The paddling, the gagging, the choking. Restraining you roughly, torturous teasing, making you beg me with tears in your eyes for an orgasm.
FUCK.
I push myself off the wall and take quick, long steps towards the love seat. The second you see me hovering above you, I kneel down on the floor and grab your hair and face. Upside down, I kiss you like I haven't seen you in months. You squeal a little bit with surprise into my mouth.
You pull away and say into the phone: "Sorry. Tyler's here and he's being a weirdo."
"Hang up the phone," I tell you. Softly but with my voice flat and strong. This is not a question or a request. This is an order, and it's up to you to understand that and obey.
Maybe a decent re-start for a newbie Dom. That's all I can hope for at this point.
"What? Why?" you ask, smiling dismissively at me before going back into your conversation.
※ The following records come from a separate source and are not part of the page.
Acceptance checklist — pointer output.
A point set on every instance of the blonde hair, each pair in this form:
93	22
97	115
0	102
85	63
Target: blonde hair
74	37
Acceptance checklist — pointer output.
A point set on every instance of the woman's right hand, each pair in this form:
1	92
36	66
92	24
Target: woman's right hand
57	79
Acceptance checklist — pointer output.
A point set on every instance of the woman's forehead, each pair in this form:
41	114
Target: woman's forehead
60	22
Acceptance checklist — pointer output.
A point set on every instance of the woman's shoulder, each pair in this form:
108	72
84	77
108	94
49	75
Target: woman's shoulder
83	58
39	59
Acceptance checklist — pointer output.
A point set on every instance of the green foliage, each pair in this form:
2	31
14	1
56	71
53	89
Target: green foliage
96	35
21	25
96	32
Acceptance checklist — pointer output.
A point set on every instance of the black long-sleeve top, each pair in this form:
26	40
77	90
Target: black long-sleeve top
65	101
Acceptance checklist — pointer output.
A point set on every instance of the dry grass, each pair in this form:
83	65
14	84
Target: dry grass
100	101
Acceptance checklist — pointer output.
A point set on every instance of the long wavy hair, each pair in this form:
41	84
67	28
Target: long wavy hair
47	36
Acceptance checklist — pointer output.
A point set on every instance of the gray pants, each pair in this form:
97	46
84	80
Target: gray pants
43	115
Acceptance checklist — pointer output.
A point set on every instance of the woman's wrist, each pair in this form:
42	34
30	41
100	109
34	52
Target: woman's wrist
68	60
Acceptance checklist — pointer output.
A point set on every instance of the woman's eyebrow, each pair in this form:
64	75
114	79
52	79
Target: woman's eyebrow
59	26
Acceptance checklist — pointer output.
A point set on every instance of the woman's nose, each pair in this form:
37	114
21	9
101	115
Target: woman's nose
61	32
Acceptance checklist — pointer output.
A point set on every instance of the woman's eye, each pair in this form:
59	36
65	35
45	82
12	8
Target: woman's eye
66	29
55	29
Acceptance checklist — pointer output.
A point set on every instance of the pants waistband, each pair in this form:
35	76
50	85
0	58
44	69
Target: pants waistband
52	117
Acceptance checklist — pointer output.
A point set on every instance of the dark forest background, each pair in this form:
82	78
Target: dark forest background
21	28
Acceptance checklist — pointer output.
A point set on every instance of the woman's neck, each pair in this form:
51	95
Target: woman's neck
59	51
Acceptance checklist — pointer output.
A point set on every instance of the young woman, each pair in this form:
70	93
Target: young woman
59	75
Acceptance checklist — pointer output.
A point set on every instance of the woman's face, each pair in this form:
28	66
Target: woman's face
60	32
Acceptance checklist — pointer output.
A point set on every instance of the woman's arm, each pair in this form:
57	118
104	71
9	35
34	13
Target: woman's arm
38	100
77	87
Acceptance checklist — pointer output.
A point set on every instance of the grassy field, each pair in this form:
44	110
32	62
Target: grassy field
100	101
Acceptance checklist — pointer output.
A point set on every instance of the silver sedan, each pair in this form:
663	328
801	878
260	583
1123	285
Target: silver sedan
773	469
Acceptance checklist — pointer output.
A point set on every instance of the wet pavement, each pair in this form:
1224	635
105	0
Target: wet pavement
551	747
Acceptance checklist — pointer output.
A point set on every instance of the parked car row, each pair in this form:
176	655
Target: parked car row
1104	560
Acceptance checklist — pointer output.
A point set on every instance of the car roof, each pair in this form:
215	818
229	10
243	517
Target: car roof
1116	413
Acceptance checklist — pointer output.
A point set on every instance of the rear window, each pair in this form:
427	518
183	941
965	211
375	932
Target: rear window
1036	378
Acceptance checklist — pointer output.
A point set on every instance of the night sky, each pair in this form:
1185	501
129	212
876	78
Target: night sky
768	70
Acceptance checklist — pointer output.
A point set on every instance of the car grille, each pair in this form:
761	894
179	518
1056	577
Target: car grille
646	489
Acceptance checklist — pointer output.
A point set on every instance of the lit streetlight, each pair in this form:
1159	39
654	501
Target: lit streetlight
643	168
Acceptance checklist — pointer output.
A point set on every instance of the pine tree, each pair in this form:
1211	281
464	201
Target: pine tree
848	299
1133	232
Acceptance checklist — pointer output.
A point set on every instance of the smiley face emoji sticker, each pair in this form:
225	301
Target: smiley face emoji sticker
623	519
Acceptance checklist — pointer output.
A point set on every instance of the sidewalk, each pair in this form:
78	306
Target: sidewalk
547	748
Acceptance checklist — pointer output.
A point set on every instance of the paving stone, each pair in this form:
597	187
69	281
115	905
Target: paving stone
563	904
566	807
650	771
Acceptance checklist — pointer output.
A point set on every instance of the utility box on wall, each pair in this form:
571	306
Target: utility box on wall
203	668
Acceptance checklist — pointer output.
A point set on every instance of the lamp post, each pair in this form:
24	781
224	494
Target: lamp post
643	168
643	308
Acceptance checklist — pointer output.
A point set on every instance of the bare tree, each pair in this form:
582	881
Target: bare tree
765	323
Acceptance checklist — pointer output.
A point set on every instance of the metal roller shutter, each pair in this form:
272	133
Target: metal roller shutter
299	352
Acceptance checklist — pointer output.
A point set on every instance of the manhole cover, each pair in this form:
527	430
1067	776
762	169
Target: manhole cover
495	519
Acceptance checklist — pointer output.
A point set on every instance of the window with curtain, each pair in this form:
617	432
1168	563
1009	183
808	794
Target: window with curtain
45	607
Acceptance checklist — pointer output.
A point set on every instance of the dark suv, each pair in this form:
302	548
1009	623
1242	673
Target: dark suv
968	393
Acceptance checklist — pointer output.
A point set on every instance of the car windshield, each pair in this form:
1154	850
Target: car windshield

I move my hand to your hair, picking a large section of it from off the wood floor. I pull on it, just a bit.
"Ow! Tyler what the fuck? I'll be off the phone in a second!"
My hand turns to a fist and I pull much, much tighter. You gasp with pain and wince as I move my lips down to one of your ears and harshly, quietly tell you "Hang up your fucking phone right now, slut, or I'm going to spend all night wrecking you."